SHAMOKIN - What seems like a never-ending barrage of Old Man Winter's wrath isn't coming to an end any time soon.

According to weather.gov, today is expected to be sunny with a high near 23 degrees and wind chill values as low as minus 3.

It's a heat wave compared to Tuesday night.

According to meteorologist Elyse Colbert of the National Weather Service (NWS) in State College, temperatures Tuesday night were expected to drop below zero with a low of minus 2.

"Clear skies will add to the cold," said Colbert Tuesday, noting clouds can actually keep temperatures on the ground warmer.

Colbert said wind chill was not a factor, so the temperature on the thermometer Tuesday night was an accurate representation.

High temperatures for the rest of the week will top out at 37 Friday and lows will dip into the teens, according to the website.
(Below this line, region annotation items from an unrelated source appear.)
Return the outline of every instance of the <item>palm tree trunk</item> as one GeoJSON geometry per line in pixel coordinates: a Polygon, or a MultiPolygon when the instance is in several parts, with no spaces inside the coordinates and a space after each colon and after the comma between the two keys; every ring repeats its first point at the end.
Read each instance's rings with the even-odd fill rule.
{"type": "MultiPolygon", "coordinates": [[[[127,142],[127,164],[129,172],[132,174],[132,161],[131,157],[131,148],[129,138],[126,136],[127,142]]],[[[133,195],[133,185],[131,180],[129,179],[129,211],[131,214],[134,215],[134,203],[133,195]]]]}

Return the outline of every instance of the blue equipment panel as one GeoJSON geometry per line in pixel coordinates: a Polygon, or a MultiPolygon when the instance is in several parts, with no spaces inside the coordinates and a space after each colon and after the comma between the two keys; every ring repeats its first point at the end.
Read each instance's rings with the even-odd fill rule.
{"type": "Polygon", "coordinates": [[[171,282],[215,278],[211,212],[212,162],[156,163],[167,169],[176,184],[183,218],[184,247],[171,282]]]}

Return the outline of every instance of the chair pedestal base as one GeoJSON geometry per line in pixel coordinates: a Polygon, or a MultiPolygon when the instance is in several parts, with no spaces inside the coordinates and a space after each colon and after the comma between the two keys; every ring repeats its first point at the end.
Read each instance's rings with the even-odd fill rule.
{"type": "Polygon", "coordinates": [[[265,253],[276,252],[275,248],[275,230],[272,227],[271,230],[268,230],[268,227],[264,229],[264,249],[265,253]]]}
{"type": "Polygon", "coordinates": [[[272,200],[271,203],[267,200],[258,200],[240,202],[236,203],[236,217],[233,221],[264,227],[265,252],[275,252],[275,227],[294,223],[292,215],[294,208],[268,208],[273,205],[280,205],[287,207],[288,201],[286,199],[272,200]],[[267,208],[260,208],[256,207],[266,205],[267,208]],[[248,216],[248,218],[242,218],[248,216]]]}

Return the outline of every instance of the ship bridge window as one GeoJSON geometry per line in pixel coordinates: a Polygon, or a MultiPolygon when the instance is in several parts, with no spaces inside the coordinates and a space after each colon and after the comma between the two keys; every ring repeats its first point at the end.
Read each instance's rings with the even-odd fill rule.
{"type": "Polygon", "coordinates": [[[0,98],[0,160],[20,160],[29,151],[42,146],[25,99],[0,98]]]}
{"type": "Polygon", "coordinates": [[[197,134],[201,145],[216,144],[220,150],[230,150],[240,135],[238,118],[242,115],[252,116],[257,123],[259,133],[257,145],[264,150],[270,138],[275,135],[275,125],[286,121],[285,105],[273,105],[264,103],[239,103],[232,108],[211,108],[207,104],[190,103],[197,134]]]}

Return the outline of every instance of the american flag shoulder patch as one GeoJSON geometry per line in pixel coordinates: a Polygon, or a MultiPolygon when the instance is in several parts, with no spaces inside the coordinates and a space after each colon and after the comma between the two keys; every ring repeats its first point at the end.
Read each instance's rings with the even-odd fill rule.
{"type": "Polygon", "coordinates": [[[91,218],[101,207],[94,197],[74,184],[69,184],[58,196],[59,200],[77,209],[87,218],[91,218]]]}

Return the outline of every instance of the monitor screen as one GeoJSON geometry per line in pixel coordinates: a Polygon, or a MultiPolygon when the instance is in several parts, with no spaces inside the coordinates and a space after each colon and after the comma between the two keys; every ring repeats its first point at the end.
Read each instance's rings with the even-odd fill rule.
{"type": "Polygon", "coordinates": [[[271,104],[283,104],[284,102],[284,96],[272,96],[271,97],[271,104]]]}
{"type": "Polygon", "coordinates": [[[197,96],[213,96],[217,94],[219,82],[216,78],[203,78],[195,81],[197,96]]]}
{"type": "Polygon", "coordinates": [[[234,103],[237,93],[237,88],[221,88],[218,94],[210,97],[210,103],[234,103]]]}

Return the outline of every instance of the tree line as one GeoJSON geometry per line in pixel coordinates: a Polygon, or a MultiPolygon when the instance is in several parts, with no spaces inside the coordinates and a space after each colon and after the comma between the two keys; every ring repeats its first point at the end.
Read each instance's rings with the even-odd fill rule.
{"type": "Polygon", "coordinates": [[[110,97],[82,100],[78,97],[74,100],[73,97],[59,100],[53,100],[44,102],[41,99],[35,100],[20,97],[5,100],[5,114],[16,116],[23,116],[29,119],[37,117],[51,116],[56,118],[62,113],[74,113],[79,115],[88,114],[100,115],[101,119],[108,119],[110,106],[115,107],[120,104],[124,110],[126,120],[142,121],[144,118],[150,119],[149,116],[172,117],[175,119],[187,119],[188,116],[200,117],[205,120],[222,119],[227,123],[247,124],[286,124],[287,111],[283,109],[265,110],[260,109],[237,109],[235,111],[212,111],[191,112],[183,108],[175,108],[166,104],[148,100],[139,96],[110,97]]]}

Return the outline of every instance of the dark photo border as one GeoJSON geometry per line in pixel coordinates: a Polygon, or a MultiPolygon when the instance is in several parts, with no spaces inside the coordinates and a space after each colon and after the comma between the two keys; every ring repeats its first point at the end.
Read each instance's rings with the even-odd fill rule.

As far as a possible snowstorm for later this week, Colbert said it's too early to forecast what the Shamokin-Mount Carmel area can expect. NWS is tracking the storm - which is now over the Rockies - carefully.

"Right now, we're looking at two to four inches," said Colbert.

According to the NWS, data later today may provide a clearer picture. From the Rockies, the storm is expected to interact with thunderstorms near the Gulf, putting the storm here tonight into early Thursday. The interaction between these weather systems and their direction will determine the actual snowfall.

According to weather.gov at 8:30 p.m. Tuesday, snow will start falling after 2 a.m. Thursday and will continue falling throughout the day when the high temperature will be 32 degrees. New snow accumulation of less than an inch is possible early Thursday morning. Snow showers are possible Friday.

Colbert said it now appears the storm is likely to travel up the Appalachian Mountains. If it veers farther west, snow accumulations will increase for central Pennsylvania. If it stays east, the accumulations will be lower, but still enough to shovel. The York, Lancaster and Philadelphia areas are likely to get more significant amounts regardless of the storm's direction.